De même pour les conseils ouvriers en Allemagne, il y avait bien une avant-garde révolutionnaire, radicale, les spartakistes, les communistes, pendant cet immense mouvement de révolte, mais la grande majorité des ouvriers, des soldats et des marins en révolte étaient beaucoup moins « conscients », ils faisaient encore confiance dans leur grande majorité à leurs dirigeants « sociaux-démocrates » massacreurs, ils aspiraient principalement à un retour à la tranquillité, au calme, au bien-être, après cinq ans de guerre et de privations… il y a des livres d’histoire qui expliquent cela très bien…

De même en Italie en 1919-1920 dans les usines de Turin et Milan… Comment expliquer que les fascistes aient vaincu si facilement de tels ouvriers révolutionnaires ?

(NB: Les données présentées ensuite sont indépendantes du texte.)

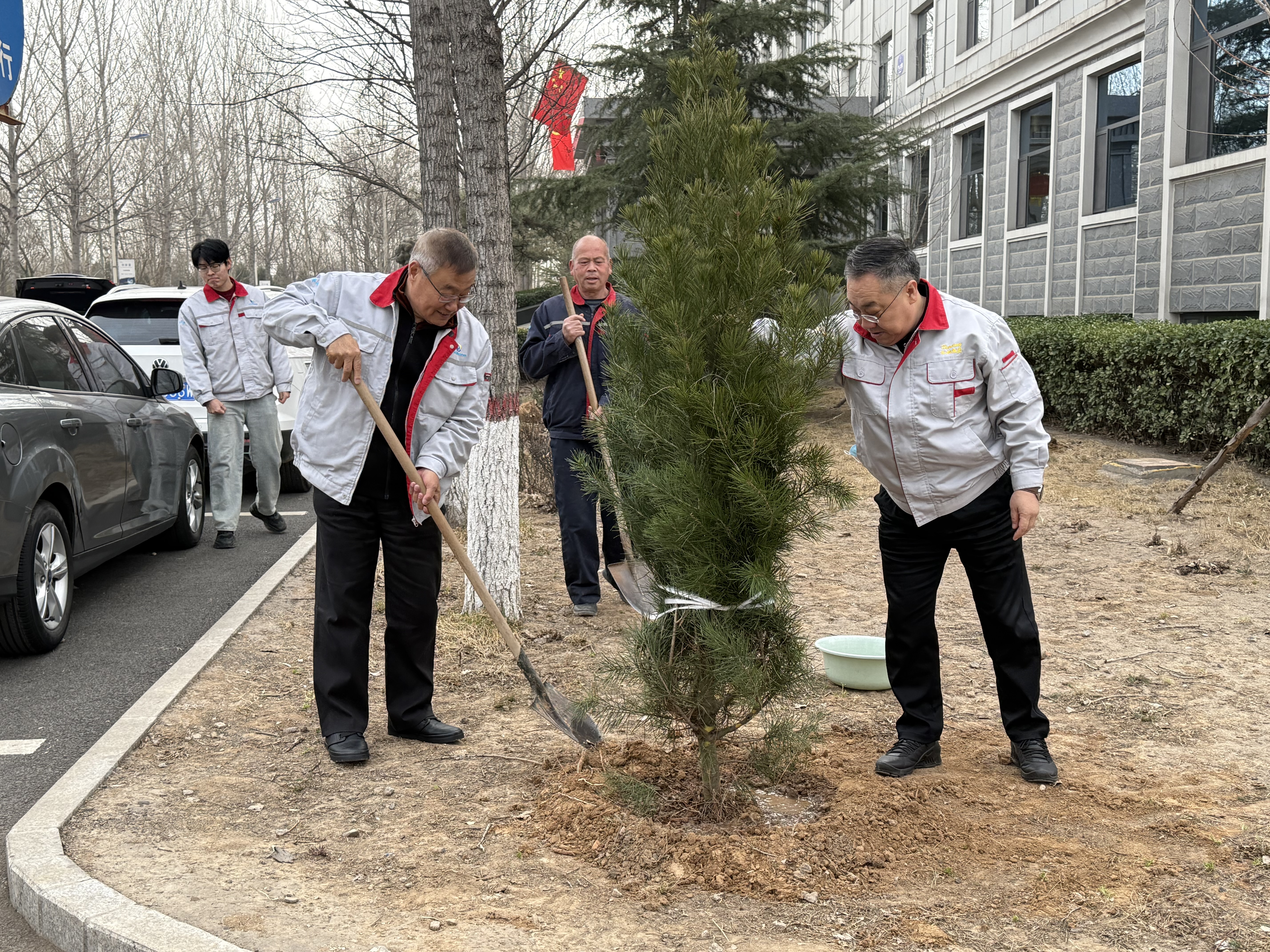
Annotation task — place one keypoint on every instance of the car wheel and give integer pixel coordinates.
(191, 507)
(35, 620)
(294, 480)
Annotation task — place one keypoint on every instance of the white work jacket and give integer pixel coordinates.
(942, 422)
(333, 428)
(227, 353)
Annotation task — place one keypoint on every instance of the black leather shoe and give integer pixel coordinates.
(431, 732)
(609, 578)
(273, 524)
(907, 756)
(1033, 760)
(347, 748)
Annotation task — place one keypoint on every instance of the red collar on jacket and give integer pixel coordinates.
(578, 300)
(935, 318)
(213, 295)
(383, 295)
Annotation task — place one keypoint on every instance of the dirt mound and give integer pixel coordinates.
(839, 831)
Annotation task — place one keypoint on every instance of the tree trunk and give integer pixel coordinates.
(435, 107)
(493, 473)
(708, 760)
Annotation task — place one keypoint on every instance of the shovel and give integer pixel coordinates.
(569, 718)
(635, 582)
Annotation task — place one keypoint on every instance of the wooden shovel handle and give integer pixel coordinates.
(487, 600)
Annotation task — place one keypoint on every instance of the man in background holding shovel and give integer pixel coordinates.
(427, 362)
(549, 351)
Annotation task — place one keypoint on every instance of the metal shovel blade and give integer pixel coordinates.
(637, 586)
(564, 714)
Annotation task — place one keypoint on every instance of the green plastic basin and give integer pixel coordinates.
(855, 662)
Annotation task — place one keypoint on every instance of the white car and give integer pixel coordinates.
(144, 320)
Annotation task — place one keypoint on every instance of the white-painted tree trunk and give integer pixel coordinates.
(494, 515)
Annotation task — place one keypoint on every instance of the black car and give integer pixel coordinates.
(73, 291)
(93, 461)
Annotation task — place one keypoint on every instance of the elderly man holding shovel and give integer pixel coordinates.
(551, 352)
(426, 361)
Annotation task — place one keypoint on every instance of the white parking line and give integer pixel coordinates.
(21, 747)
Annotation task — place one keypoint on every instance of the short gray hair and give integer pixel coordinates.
(887, 258)
(445, 248)
(575, 252)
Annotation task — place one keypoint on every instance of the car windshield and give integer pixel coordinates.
(138, 322)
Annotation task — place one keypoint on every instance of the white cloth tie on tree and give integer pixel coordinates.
(688, 602)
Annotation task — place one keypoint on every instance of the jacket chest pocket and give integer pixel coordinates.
(214, 328)
(863, 381)
(947, 383)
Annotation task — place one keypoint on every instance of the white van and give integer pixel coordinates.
(144, 320)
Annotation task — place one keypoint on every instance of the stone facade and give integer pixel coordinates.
(1108, 268)
(1217, 242)
(1191, 248)
(1025, 276)
(966, 271)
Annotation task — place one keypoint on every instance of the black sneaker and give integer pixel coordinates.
(1033, 760)
(347, 748)
(907, 756)
(273, 524)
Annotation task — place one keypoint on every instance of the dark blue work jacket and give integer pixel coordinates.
(547, 355)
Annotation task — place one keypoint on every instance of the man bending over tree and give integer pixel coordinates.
(427, 360)
(948, 418)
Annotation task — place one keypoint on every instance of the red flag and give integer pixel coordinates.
(562, 152)
(561, 98)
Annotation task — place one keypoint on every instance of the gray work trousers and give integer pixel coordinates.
(225, 458)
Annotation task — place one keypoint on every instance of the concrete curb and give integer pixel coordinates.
(62, 902)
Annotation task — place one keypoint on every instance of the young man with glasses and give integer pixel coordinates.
(233, 369)
(551, 352)
(948, 417)
(427, 360)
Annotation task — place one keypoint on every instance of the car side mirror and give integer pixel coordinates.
(164, 381)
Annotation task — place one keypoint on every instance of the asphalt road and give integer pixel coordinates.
(131, 620)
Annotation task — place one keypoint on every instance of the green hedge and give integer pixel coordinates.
(1188, 385)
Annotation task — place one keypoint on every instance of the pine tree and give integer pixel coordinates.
(818, 134)
(707, 419)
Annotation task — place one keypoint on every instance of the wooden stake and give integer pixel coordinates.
(1222, 458)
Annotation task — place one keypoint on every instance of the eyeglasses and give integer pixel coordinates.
(874, 319)
(449, 299)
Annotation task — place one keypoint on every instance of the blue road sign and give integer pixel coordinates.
(12, 31)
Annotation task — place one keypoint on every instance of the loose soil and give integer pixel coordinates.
(230, 815)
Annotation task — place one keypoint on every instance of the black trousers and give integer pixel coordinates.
(912, 567)
(577, 510)
(348, 549)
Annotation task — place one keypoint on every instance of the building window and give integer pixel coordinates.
(1230, 78)
(920, 183)
(924, 49)
(883, 70)
(972, 183)
(979, 17)
(1115, 144)
(1034, 128)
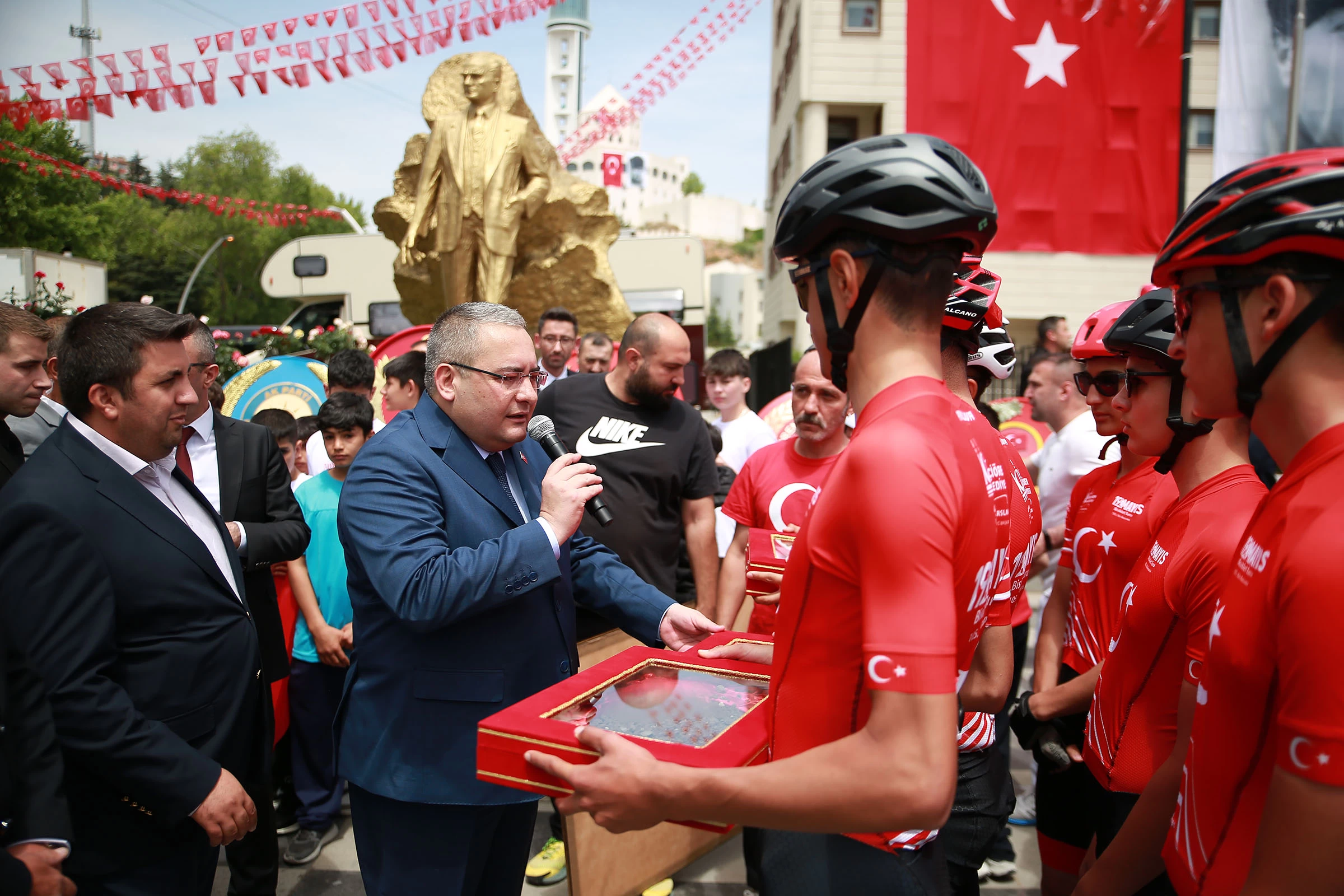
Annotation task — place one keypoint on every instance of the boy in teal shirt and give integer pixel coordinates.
(324, 631)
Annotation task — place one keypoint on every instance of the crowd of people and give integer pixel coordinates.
(225, 633)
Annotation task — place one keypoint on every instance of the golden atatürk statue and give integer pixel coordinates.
(482, 174)
(482, 209)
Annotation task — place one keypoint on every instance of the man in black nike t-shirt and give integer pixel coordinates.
(654, 454)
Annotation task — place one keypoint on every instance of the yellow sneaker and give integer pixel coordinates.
(548, 867)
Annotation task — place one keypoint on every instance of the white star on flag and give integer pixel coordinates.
(1046, 57)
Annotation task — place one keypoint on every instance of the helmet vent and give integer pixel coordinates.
(958, 160)
(906, 200)
(874, 146)
(854, 182)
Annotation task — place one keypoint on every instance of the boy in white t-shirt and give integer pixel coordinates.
(727, 379)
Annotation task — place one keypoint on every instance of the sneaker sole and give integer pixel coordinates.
(318, 852)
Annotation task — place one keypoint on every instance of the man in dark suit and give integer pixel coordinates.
(24, 378)
(464, 568)
(123, 585)
(241, 472)
(34, 820)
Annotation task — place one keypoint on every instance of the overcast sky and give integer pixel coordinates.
(351, 133)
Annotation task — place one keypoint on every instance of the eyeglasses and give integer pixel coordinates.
(511, 382)
(1108, 382)
(1182, 296)
(812, 269)
(1135, 378)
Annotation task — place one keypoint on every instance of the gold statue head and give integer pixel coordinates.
(480, 78)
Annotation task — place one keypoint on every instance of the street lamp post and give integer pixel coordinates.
(182, 304)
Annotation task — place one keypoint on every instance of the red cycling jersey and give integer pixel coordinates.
(1163, 632)
(890, 580)
(1025, 530)
(774, 489)
(1272, 692)
(1110, 524)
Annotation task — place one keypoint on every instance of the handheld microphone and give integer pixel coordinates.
(543, 432)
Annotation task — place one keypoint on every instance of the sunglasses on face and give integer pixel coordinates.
(1108, 382)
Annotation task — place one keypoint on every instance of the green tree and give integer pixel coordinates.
(718, 332)
(49, 213)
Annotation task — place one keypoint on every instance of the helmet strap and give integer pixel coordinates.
(1182, 432)
(841, 338)
(1252, 375)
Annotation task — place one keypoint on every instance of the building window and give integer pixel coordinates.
(861, 16)
(841, 132)
(1208, 19)
(1201, 130)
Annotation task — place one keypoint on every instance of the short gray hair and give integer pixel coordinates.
(456, 331)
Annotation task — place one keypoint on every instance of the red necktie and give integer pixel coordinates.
(183, 459)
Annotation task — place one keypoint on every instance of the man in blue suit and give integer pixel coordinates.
(465, 567)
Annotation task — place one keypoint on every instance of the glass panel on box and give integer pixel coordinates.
(667, 703)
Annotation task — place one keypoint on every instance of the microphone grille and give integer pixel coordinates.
(541, 426)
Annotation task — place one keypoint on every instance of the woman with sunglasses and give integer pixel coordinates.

De même avec les révoltes de la jeunesse ouvrière et intellectuelle des années 1960-1970 dans les pays développés, ils n’étaient que des (grosses) minorités, quelques centaines de milliers de révoltés-« révolutionnaires », leur refus du travail, même en Italie, n’a absolument pas amené les sociétés dans lesquelles ils vivaient à être paralysées, à être bloquées, la vie quotidienne continuait cahin-caha pour la grande majorité des populations de ces pays, comme je le disais ailleurs :

«… C’est vrai qu’il y a eu quelques années de grèves ouvrières sauvages très dures après 68 dans quelques pays, un refus du travail salarié aliénant par un nombre grandissant de jeunes prolétaires, mais encore une fois, ils n’étaient qu’une minorité, la grande majorité des populations des pays occidentaux pendant ces années-là s’intégrait au système et ne remettait pas fondamentalement en cause le fonctionnement et le mode de vie du capitalisme moderne (cf. le texte de Ian McDonald sur les Beatles et les années 60. C’est l’époque du grand développement des loisirs et des vacances pour tous, il n’y a jamais eu autant de morts sur les routes pendant ces années-là…). C’est d’abord sur cela qu’ont buté ceux qui voulaient encore changer le monde et transformer la vie après 68, plus que sur les capacités de récupération du système et la répression directe des gouvernements (quoique…) : ils étaient une minorité, n’ont pas su ou pas pu devenir une majorité, et petit à petit la société s’est désertifiée… »

« … Les ouvriers, les franges les plus conscientes en tout cas, toujours minoritaires hélas, se sont battus pour le socialisme bien sûr, pour un monde de justice et d’égalité, mais aussi, et avant tout pour la grande majorité, pour des conditions de vie meilleures. Ils ont fini par obtenir une amélioration de leur sort en Occident, mais ça a fini aussi par entraîner l’évanescence de leur conscience de classe à la longue, c’est le propre de la recherche du confort et du bien-être individuel de séparer et d’atomiser les gens… »

Bon, j’ai bien peur que nous ne puissions trouver un accord là-dessus, mais ce n’est pas très grave au fond d’être en désaccord, chacun voit midi à sa porte, et nous n’avons pas/plus les moyens d’influencer en quoi que ce soit d’éventuels mouvements sociaux, d’éventuelles révoltes… et puis je comprends très bien pourquoi vous ne pouvez reconnaître cela – il n’y a pas vraiment eu « d’assauts prolétariens », au sens de Marx, contre la société de classes – cela ferait un peu tomber par terre vos échafaudages théoriques…

La lutte continue !

Bien cordialement.

Henri
 



 

Henri,
J’essaierais de répondre encore mais peut être en décentrant la réponse car en fait, à mon avis, nous sommes bien d’accord sur le constat, c’est sur les processus que nous divergeons. Bon ça prendra un peu de temps, mais je suppose que tu n’es pas pressé à la minute …
Je dirais aussi un mot sur la révolution du capital et l’émancipation mais le mieux serait que ton ami nous pose directement les questions qui le taraudent. Nous avons l’habitude et d’ailleurs notre blog est fait pour ça.